Im Anschluss hatten wir uns eine der Milk Bars in der Innenstadt rausgesucht, denn hier kann man unter Einheimischen die sogenannten Pierogi (zu Deutsch Piroggen) essen, eine polnische Version von Maultaschen. Diese gekochten oder gerösteten Teigtaschen gibt es herzhaft und süß – von Kraut, Zwiebel- und Pilzfüllung, Kartoffel, und Fleisch bis hin zu süßer Weißkäse- und Heidelbeerfüllung. Die Milk Bar wirkt ein wenig wie eine Kantine, man schnappt sich ein Tablett, bestellt eine der typischen Pierogis, Kartoffelnudeln oder Gulasch-Variationen und bekommt sie sogleich aus der Großküche im Hintergrund serviert. Ein authentisches Erlebnis.

 

Auf dem Weg „nach Hause“ haben wir einen netten Kaffee-Stopp auf einem der Boot-Cafés eingelegt. Ruhig schaukelt hier Boot an Boot und zieht Einheimische wie Touristen an den Fluss. An der Weichsel entlang sind wir dann zurück zu unserem AirBnb gelaufen, haben uns ein bisschen ausgeruht und ich war eine Runde joggen während Marc sich ein nettes Restaurant für den Abend ausgesucht hat.

 

So haben wir den Tag bei der in Marcs Worten „besten Entenbrust überhaupt“, Roter Beete Suppe und Kartoffelnudeln ausklingen lassen. Die Temperaturen haben es zugelassen, auch um 21 Uhr noch wunderbar draußen zu sitzen. Auf dem Weg nach Hause hat kein Weg an dem aktiven Night Foodmarket vorbeigeführt: Ein süßes Trdelník zum Abschluss, bevor wir mit vielen Eindrücken im Gepäck in unsere Betten gefallen sind. Trdelník ist ein traditionelles Gebäck, ursprünglich aus der Slowakei, das auf Stangen gerollt und über dem offenen Feuer gebacken wird, bevor man es mit geschlagenem Eiweiß und Zucker perfektioniert.

 

Am nächsten Tag stand Ausschwitz auf unserem „Programm“. Kein freudiges Erlebnis, aber ein wichtiges Ereignis jüngster Geschichte. Da waren wir uns einig. Mit dem Zug sind wir vom Hauptbahnhof bis nach Ausschwitz gefahren und dann anderthalb Kilometer bis zum Konzentrationslager Ausschwitz I gelaufen. Es gibt noch 30 erhaltene Gefängnisblöcke, in denen heute Ausstellungen untergebracht sind. Wir haben uns aufgrund von Zeit und Kapazität entschieden, lediglich Birkenau (=Ausschwitz II) zu besichtigen.
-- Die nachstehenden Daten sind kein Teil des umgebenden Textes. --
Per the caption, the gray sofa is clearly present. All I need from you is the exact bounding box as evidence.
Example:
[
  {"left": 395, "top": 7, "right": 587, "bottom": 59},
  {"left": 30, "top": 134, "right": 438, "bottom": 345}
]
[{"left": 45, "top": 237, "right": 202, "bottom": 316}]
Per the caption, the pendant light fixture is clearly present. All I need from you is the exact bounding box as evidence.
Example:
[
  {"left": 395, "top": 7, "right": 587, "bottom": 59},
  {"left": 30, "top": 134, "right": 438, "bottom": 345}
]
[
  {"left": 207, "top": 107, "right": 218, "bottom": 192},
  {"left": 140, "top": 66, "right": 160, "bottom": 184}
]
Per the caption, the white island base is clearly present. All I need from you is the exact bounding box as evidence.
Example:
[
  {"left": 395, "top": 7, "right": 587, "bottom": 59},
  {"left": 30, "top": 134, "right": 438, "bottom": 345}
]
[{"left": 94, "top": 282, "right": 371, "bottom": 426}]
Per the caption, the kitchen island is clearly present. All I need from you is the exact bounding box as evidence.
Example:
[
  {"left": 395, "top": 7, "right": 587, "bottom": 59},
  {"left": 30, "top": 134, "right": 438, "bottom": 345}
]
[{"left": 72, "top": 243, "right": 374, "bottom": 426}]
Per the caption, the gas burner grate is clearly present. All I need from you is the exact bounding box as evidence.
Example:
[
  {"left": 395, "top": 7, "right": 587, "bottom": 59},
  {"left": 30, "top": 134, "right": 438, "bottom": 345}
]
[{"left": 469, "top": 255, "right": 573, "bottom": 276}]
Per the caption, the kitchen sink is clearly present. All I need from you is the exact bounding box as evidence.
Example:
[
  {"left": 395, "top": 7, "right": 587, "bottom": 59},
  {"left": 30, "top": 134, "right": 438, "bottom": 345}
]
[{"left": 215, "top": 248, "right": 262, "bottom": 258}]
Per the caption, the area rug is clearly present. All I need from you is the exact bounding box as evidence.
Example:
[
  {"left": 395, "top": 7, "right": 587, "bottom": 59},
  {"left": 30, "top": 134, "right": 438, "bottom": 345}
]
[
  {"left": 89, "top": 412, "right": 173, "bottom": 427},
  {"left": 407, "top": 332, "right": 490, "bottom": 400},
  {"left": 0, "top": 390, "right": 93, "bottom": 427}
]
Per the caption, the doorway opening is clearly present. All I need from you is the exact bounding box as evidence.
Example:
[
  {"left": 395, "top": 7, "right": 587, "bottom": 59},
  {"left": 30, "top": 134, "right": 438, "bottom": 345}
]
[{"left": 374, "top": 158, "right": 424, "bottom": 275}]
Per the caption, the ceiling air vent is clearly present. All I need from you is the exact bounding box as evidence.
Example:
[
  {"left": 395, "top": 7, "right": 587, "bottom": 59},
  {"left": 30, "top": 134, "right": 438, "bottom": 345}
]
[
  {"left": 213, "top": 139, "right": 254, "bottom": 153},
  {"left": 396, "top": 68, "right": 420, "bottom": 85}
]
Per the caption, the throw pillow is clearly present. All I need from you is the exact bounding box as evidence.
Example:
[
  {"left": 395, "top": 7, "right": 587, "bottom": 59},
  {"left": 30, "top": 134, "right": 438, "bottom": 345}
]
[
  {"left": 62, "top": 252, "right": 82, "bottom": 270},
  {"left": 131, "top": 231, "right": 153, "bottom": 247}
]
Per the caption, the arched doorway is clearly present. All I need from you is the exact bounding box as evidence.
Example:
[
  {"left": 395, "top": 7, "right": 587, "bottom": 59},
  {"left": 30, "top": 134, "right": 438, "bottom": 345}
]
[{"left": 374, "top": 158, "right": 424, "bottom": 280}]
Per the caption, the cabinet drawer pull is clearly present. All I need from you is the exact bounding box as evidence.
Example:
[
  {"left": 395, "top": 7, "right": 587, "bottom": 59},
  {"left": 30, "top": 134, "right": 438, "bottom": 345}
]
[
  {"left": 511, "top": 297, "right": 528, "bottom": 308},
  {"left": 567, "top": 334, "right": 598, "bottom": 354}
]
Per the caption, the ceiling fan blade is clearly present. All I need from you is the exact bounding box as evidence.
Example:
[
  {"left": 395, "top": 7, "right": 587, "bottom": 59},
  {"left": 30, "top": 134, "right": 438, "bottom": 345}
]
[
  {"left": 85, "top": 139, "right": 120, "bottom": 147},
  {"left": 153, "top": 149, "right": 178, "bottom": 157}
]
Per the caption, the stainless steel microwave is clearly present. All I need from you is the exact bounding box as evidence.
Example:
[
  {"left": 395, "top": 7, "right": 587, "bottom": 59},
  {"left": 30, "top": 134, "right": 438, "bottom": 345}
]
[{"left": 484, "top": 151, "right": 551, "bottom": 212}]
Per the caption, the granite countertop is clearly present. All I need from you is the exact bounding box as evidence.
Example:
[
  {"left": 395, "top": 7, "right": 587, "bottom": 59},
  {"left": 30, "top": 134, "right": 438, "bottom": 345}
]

Ein Shuttle Bus hat uns in 5 Minuten zu dem von Stacheldraht umzäunten Gelände gefahren. Fälschlicherweise glauben viele, der Völkermord an den Juden hätte in Ausschwitz I stattgefunden. Die Wahrheit ist, dass Birkenau das etwa 2 Quadratkilometer Lager war, in dem die Juden bedingungslos ermordet wurden. Hier standen einst 300 Gefängnisbaracken und vier große Gaskammern mit den dazugehörigen Krematorien. Es ist das Vernichtungslager, das einen noch heute rein bei dem Gedanken an diese menschenlosen Taten bitterlich erschreckt. Für 200.000 Gefangene gab es hier Kapazitäten, in Baracken mit kleinen Löchern als Toiletten wurden vorrangig Juden festgehalten, teilweise zur Arbeit genutzt, teilweise direkt nach Ankunft mit dem Zug in eine der Gaskammern verfrachtet. Es herrscht eine bedrückende Stimmung, wenn man über dieses weitläufige Gelände läuft. Denn obwohl die fliehenden Nazis einen Großteil des Vernichtungslagers zerstören konnten, erinnern die Stacheldrähte, die Wachtürme, die vielzähligen Schornsteine (die als einziges Überbleibsel der Baracken erhalten geblieben sind) und vor allem die Ruinenreste der gesprengten Gaskammern und Krematorien an diese menschenlose Untat.  Das Geschehene ist einfach nicht vorstellbar, zu grauenhaft, um es wahrhaben zu wollen.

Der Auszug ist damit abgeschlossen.